Итак, следующая знаменательная дата, мимо которой никак нельзя пройти, это, конечно же, 25 октября (7 ноября) 1917 года. Октябрьский переворот взреволюционизированный Есенин воспринял с ещё большим восторгом и поэтическим резонансом. В первые же дни после октября он был прямо-таки нарасхват - носился по Питеру от одного митинга на другой, ораторствовал на эстраде со своим «Небесным барабанщиком» и «Инонией»:
Я сегодня рукой упругою
Готов повернуть весь мир...
Грозовой расплескались вьюгою
От плечей моих восемь крыл.
«Инония», 1918
Листьями звезды льются
В реки на наших полях.
Да здравствует революция
На земле и на небесах!..
Нам ли страшны полководцы
Белого стада горилл?
Взвихренной конницей рвется
К новому берегу мир.
«Небесный барабанщик», 1918
Сказать, что Есенин принял революцию всем сердцем… не станем это утверждать. Конечно, его активная про-октябрьская позиция бросалась в глаза не только коллегам по пишущему цеху, которые, в большинстве своем ушли в подполье или притаились в недоумении от происходящего после Октября. Сергей Александрович даже в хронологическом аспекте стал Первым поэтом революции, так как его стихи на эту тему увидели свет раньше, чем «Двенадцать» Блока и «Левый марш» Маяковского. Он успел даже написать заявление в партию большевиков…, главред, однако, не пропустил, забраковав одно из его стихотворений.

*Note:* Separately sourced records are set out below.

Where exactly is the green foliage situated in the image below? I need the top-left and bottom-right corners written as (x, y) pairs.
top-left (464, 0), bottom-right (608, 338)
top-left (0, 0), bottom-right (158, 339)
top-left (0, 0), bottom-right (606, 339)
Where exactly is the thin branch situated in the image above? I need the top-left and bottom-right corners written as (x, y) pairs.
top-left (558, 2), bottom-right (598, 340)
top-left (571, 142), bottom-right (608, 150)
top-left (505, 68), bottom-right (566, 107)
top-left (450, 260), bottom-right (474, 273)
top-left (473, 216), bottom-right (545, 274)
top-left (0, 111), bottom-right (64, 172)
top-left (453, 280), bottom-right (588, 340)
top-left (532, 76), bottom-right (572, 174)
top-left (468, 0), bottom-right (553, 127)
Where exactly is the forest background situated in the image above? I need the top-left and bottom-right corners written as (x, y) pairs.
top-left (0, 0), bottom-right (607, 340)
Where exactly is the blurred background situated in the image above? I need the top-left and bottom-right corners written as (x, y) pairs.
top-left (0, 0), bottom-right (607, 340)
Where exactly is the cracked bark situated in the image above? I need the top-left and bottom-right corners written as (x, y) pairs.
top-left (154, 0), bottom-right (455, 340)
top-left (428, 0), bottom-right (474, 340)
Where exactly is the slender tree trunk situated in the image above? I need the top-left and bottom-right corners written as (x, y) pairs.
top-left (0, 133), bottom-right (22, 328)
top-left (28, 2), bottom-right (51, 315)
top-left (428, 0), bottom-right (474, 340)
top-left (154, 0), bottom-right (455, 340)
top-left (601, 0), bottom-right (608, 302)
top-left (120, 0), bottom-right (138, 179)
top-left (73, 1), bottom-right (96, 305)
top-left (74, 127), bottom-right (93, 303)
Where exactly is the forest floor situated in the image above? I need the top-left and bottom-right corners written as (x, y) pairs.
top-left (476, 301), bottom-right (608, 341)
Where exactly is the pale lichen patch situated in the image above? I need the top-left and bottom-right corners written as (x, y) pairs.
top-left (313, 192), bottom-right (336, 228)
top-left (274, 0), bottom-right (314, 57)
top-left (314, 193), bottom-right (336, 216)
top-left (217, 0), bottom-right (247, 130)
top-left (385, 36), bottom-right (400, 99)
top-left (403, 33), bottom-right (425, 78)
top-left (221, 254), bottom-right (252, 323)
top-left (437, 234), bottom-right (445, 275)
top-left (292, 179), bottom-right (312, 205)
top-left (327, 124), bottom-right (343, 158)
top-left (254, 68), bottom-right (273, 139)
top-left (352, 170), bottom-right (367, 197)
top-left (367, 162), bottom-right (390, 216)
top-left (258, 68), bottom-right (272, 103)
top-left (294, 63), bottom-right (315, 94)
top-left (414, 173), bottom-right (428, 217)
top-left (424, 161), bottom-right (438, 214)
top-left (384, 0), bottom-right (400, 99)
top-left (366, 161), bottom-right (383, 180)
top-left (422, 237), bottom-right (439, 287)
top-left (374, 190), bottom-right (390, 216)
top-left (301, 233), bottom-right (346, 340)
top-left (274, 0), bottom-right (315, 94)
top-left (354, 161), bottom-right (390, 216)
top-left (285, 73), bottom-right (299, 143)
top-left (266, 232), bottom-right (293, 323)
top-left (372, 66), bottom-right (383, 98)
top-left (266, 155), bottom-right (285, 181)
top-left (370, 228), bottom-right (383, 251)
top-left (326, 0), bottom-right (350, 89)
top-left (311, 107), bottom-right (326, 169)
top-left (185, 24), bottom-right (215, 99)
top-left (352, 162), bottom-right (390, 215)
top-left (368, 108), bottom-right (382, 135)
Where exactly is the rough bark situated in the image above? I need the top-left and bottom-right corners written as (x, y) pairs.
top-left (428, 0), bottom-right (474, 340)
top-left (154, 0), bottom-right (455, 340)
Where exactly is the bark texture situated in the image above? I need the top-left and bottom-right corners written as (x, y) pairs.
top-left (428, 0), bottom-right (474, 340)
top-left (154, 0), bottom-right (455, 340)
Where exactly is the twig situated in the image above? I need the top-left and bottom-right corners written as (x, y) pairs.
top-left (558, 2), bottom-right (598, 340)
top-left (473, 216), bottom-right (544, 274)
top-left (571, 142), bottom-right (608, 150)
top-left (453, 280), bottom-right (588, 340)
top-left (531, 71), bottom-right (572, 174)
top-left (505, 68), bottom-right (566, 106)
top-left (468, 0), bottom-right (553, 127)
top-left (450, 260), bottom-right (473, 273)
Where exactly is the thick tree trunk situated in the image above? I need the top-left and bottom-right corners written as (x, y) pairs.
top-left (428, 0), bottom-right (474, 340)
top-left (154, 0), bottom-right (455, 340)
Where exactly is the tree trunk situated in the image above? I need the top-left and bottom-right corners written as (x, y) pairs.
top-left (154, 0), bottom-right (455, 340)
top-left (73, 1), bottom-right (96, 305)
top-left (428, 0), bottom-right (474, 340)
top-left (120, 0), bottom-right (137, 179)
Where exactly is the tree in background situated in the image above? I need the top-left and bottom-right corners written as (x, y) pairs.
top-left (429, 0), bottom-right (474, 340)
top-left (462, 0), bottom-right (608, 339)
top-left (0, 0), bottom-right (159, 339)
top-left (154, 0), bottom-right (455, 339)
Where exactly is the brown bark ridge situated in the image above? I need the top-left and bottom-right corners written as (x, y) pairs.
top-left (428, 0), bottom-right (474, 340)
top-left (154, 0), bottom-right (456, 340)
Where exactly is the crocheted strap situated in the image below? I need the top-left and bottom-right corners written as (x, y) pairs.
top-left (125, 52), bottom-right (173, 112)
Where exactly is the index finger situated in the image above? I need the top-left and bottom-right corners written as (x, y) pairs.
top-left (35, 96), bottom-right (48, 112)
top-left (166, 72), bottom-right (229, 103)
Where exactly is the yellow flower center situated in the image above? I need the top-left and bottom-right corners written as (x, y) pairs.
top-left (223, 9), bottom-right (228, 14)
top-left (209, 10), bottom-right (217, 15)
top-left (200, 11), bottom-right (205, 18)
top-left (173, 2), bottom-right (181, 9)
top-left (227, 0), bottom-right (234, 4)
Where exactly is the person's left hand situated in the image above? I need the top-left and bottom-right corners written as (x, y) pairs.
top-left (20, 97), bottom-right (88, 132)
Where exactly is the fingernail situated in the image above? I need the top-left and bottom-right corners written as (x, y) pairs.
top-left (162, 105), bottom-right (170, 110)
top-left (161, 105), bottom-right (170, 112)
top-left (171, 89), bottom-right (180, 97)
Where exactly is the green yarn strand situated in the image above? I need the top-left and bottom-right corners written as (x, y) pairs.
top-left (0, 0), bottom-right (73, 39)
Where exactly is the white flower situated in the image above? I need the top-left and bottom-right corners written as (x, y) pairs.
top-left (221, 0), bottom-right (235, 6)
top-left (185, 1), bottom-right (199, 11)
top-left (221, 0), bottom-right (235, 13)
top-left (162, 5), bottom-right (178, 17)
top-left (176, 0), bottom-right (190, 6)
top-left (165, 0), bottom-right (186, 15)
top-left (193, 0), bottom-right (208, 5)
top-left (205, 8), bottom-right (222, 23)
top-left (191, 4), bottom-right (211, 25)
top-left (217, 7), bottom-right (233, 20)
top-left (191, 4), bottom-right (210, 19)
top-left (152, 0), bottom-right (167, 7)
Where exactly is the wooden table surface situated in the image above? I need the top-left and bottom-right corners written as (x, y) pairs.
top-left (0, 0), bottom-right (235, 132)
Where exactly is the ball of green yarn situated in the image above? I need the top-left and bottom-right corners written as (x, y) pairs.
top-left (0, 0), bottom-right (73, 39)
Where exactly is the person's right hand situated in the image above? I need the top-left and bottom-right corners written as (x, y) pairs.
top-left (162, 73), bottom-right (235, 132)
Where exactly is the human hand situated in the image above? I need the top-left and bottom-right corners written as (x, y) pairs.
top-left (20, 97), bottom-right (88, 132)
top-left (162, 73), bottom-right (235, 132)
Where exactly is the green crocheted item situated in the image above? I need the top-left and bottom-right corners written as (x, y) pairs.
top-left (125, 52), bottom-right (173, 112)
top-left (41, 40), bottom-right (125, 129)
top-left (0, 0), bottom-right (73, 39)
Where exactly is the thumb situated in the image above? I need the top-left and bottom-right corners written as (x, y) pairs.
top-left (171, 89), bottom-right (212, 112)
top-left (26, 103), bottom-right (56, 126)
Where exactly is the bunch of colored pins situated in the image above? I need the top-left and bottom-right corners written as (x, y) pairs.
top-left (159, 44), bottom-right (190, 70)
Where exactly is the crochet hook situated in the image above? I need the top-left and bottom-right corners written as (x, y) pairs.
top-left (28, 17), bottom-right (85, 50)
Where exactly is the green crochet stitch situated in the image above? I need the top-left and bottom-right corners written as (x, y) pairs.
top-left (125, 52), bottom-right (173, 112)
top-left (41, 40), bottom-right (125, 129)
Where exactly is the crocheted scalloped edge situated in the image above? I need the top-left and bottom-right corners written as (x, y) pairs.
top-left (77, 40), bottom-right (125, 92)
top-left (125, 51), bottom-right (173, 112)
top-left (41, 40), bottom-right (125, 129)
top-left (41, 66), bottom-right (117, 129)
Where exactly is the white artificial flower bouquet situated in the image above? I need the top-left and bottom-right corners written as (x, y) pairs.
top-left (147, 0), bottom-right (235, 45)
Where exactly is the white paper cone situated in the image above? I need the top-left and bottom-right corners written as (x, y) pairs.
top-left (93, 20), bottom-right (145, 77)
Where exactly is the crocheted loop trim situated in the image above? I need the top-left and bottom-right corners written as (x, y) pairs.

Коммунизм - Знамя всех свобод.
Ураганом вскипел народ.
На империю встали в ряд
И крестьянин и пролетариат.
Нам в большей степени кажется, что его пылкая революционная страсть основывалась на возможности ухватить момент, «Сarpe Diem» - весьма в Есенинском духе. Уж и до начала всех этих революционных происшествий молодой поэт пользовался - заслуженно! - славой одного из лучших русских лирических поэтов. Только вот «Один из…», по-видимому, Сергея Александровича не очень утраивало, ему была необходима слава «Первого… на весь мир»:
Не устрашуся гибели,
Ни копий, ни стрел дождей,—
Так говорит по Библии
Пророк Есенин Сергей.
«Инония», 1918
И свой путь к вершине - славы и достатка - Сергей Александрович решил продолжить, как нам кажется, по крутой лестнице революций. В принципе, вполне здравое решение, ведь таким образом можно, как говорится, уложить двух зайцев: и печатное слово отшлифовать многочисленными публикациями, и в популярности посоперничать с… с теми, кого раньше считал своими кумирами и учителями, а теперь…: «…мы ещё и Блоку, и Белому загнём салазки».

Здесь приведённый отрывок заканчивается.